5. Le travail avec les parents : un levier essentiel
Le symptôme de l’enfant est souvent intriqué dans une dynamique familiale plus large. Inspirée des théories systémiques (Minuchin, Bowen), l’intervention thérapeutique peut inclure :
des entretiens parentaux d’éclairage (contenant, soutien, psychoéducation),
une co-construction d’objectifs d’accompagnement partagés,
une élaboration de la posture éducative en miroir avec la posture thérapeutique.
Le thérapeute s’assure que son travail avec l’enfant ne le place pas en position de réparateur unique, mais réinscrit les figures d’attachement dans le processus de soutien.

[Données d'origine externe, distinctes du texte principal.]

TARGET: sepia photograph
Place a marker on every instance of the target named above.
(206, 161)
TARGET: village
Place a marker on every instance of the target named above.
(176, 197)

6. Illustration : Léna, 7 ans
Léna présente une symptomatologie externalisée en milieu scolaire : crises de colère, opposition, rejet de la frustration. En séance, elle évoque — à travers le jeu symbolique avec des figurines — des scènes de rejet et d’humiliation. Le travail thérapeutique s’appuie sur :
un cadre fixe et ritualisé favorisant la régulation tonique et émotionnelle ;
la reprise narrative d’histoires produites en jeu, qui permettent à Léna de réintégrer une capacité d’agir symbolique ;
des entretiens parentaux, visant à restaurer un climat éducatif cohérent et contenants à la maison.
Conclusion
Le thérapeute pour enfants et adolescents n’est pas seulement un “écoutant bienveillant”. Il est un professionnel formé à une lecture fine des processus psychiques en développement, capable de créer un espace transitionnel dans lequel l’enfant peut élaborer, transformer et symboliser ses conflits internes.
Ce métier exige une triple compétence :
relationnelle, pour instaurer une alliance thérapeutique solide ;
technique, pour utiliser les médiations avec pertinence ;
analytique, pour analyser finement les dynamiques intrapsychiques et intersubjectives à l’œuvre.